Mit AstraZeneca steht neben BioNTech nun ein zweiter Impfstoff im KIZ zur Verfügung. Nach derzeitigem Kenntnisstand zeigt er eine Wirksamkeit von rund 70 Prozent. „Auch wenn die Wirksamkeit von AstraZeneca damit etwas geringer als bei BioNTech ausfällt, bietet er Schutz vor Ansteckung und kann schwere oder tödliche Krankheitsverläufe verhindern. Es gibt keinen Grund, den Impfstoff von AstraZeneca als zweite Wahl zu betrachten“, sagt Landrat Roland Bernhard.  Angesichts des Mangels an Impfstoff und der Infektionslage bleibe keine Zeit, auf einen anderen Impfstoff zu warten.

Seit Ende Januar ist AstraZeneca in der EU für Personen über 18 Jahren zugelassen. Die Ständige Impfkommission (STIKO) empfiehlt AstraZeneca als sicheren und wirksamen Impfstoff. Anders als die bisherigen mRNA-Impfstoffe verwendet dieser Träger- oder Vektorviren, um einen Impfschutz zu erreichen. Die STIKO empfiehlt AstraZeneca derzeit für Menschen zwischen 18 und 64 Jahren. Für die Altersgruppe über 65 Jahren liegen der STIKO nicht ausreichend Daten des Herstellers vor. Deshalb wird diese Altersgruppe weiterhin den Impfstoff von BioNTech beziehungsweise Moderna erhalten. Für alle anderen Altersgruppen ist im KIZ der Impfstoff von AstraZeneca vorgesehen.

Mit dem Start der AstraZeneca-Impfung wird das KIZ den Betrieb weiter ausdehnen. Derzeit werden Termine für Dienstag, Freitag und Sonntag angeboten. Parallel sind die mobilen Impfteams (MIT) weiter in den 45 Alten- und Pflegeheimen im Einsatz. Dort sind inzwischen die Zweitimpfungen angelaufen, die voraussichtlich Mitte März abgeschlossen sind.
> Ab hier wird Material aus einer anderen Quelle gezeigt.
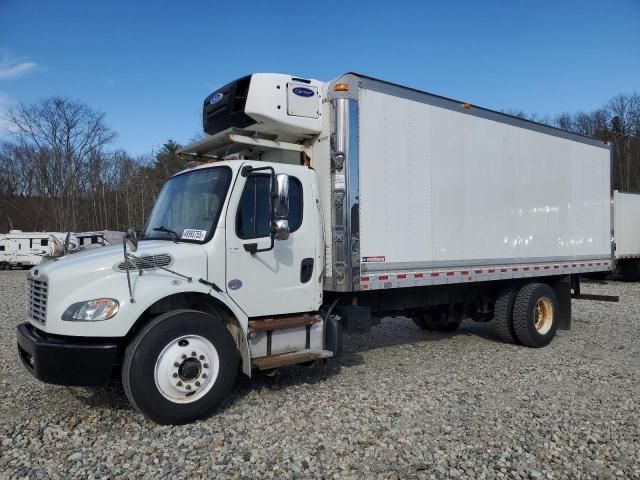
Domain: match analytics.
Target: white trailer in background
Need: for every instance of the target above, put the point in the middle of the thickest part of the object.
(626, 225)
(20, 249)
(346, 201)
Allerdings gibt es auch in drei Altenpflegeheimen im Landkreis größere Ausbruchsgeschehen. Laut Pressemitteilung des Landratsamts sei das die Erklärung, warum im Landkreis nach den erfreulichen Zahlen vom Anfang der Woche die Inzidenz derzeit wieder angestiegen ist. Im Haus Sonnenhalde in Böblingen, wo rund 90 aktive Fälle bestehen – also fast die Hälfte der derzeit aktiven Fälle im Kreis - wurde noch gar nicht geimpft. In diesem Heim musste der Termin zur Erstimpfung wegen des schon bestehenden Ausbruchs abgesagt werden. Im Haus an der Schwippe in Sindelfingen-Darmsheim, wo aktuell noch 31 positive Fälle sind, wurde bisher erst die Erstimpfung gemacht. In einem dritten Heim, Haus Martinus in Weil im Schönbuch, sind aktuell bereits 21 Fälle nachgewiesen; die Testungen dort dauern an. Auch hier sind teilweise Bewohner zum ersten Mal geimpft, der Termin für die Zweitimpfung wurde angesichts des Ausbruchs jetzt verschoben.

„Im Haus an der Schwippe ist die britische Variante nachgewiesen worden, in den anderen beiden Heimen haben wir bisher keinen Hinweis darauf“, so Gesundheitsamtsleiterin Dr. Anna Leher. „Wir appellieren insbesondere an die Heime, trotz schon durchgeführter Impfungen die strengen Hygieneregeln einzuhalten und vor allem weiterhin konsequent und regelmäßig zu testen – sowohl bei den Bewohnern als auch beim Personal.“ Der volle Impfschutz bestehe erst rund zwei Wochen nach der Zweitimpfung.